Monday, December 23, 2024

Baby Steps

September 21, 2008 by  
Filed under Main Blog

From time to time the buck as they say stops with you. Of course we’d all rather it didn’t, instead opting to move from under the heavy gaze of responsibility to blame-shifting. Now blame-shifting is an acquired art although children learn it with stunning alacrity right out of nappies it would seem!

I had the occasion to see a two year old blame a sleeping pussycat for pulling a plate of breakfast cereal off the table after tugging on the tablecloth and theirs was not so much a diversionary tactic but an effort first of all to get over the fright of the crashing plate and secondly to recognise at some cognitive level that the action had a consequence.

When his mother came sprinting from the kitchen to the dining room (to the crime scene) somewhere in this child’s developmental psyche arose the possibly of shifting the blame of his folly to an innocent catnapper. They couldn’t have explained this scene in a month of Sundays in Human Development 101. It would have just seemed too unbelievable.

Blame-shifting for this child was as simple as pointing his finger to an obviously deep in sleep pussycat. There were no damning words, just the pointing finger, the feigned accusing look at the pussycat and then back to his mother. Adults have a funny way of connecting the dots when it comes to their children. And this mother was no different.

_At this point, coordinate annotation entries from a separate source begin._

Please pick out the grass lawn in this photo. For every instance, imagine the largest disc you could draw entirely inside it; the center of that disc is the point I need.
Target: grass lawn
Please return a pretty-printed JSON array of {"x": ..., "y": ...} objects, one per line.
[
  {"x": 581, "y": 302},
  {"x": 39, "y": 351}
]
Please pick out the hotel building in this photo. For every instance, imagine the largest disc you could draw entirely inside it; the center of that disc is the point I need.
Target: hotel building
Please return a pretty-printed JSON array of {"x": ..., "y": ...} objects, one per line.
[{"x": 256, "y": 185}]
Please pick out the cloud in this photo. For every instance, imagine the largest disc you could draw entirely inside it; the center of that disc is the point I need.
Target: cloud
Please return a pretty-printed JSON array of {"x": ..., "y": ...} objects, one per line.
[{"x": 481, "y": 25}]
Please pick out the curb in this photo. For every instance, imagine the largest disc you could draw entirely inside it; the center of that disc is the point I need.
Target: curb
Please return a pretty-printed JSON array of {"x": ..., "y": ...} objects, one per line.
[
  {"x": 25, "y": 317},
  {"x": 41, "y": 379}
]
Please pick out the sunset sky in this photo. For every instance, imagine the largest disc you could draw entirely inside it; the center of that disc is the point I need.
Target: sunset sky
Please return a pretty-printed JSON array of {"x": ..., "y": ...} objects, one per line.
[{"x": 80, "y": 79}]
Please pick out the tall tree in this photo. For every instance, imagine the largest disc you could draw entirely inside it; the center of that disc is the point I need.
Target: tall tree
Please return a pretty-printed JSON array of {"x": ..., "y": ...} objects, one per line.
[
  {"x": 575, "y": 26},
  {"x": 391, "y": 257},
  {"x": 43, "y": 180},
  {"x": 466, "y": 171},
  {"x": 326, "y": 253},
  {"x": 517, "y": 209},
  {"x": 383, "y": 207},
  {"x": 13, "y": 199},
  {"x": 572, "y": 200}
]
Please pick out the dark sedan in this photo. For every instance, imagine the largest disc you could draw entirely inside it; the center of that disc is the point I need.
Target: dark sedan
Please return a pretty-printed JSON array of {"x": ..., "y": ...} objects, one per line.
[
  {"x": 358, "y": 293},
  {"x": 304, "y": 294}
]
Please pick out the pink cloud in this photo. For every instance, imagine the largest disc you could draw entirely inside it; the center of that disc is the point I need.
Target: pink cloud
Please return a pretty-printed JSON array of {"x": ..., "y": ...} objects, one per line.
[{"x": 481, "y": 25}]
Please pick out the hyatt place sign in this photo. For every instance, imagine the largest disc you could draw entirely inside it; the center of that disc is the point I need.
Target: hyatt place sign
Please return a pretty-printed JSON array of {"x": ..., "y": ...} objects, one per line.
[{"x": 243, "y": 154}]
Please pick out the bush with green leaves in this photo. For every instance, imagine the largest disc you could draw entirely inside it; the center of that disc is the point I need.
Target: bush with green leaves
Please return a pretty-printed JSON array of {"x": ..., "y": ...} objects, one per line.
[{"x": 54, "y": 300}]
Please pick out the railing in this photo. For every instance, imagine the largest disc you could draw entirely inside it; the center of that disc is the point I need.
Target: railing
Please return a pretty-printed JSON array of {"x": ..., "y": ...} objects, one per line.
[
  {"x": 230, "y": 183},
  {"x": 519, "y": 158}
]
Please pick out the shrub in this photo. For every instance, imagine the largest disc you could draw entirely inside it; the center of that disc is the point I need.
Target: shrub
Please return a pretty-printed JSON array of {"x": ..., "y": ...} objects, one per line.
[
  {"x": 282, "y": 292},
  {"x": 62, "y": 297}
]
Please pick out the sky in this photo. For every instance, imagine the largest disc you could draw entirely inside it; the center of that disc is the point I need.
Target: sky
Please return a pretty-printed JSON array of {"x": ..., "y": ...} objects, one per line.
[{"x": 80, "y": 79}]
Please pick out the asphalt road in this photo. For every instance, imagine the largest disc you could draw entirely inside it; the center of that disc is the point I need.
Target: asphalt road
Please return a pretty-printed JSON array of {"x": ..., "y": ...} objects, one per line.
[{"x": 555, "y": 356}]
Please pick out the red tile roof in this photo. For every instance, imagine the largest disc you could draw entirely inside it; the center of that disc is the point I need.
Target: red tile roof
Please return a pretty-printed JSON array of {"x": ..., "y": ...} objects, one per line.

Her profligate connection of the dots saw the pussycat whipped up from it’s resting place and shoo-ed unceremoniously outdoors for the half-term of one of its natural born lives. I suppose there was that consolation. That made eight and a half others it still had to barter with. Me, I was still incredulous! Wouldn’t you be?

“Kits, cats, sacks and wives, how many went to St Ives?” Blame-shifters come in so many shapes and sizes, some start young, some aren’t even out of nappies. The thing about being an adult is that we have in our favour the learned ability to think concrete thoughts. I dobbed in the nappied one. Luckily for me, my friend has a great sense of humour (and justice) and a confused pussycat was apologetically reinstated.

Blame-shifters get it. When the nappied two year old saw the return of the pussycat, he got that he’d been sprung! We all did. His tact then was to smile broadly and no-one I know could have possibly reprimanded those dimpled cheeks, infectious childsome giggle and child crawling into your lap.

Hmmm!!! When was the last time you think you got taken for a ride by an under one-footer? Me? Just yesterday morning!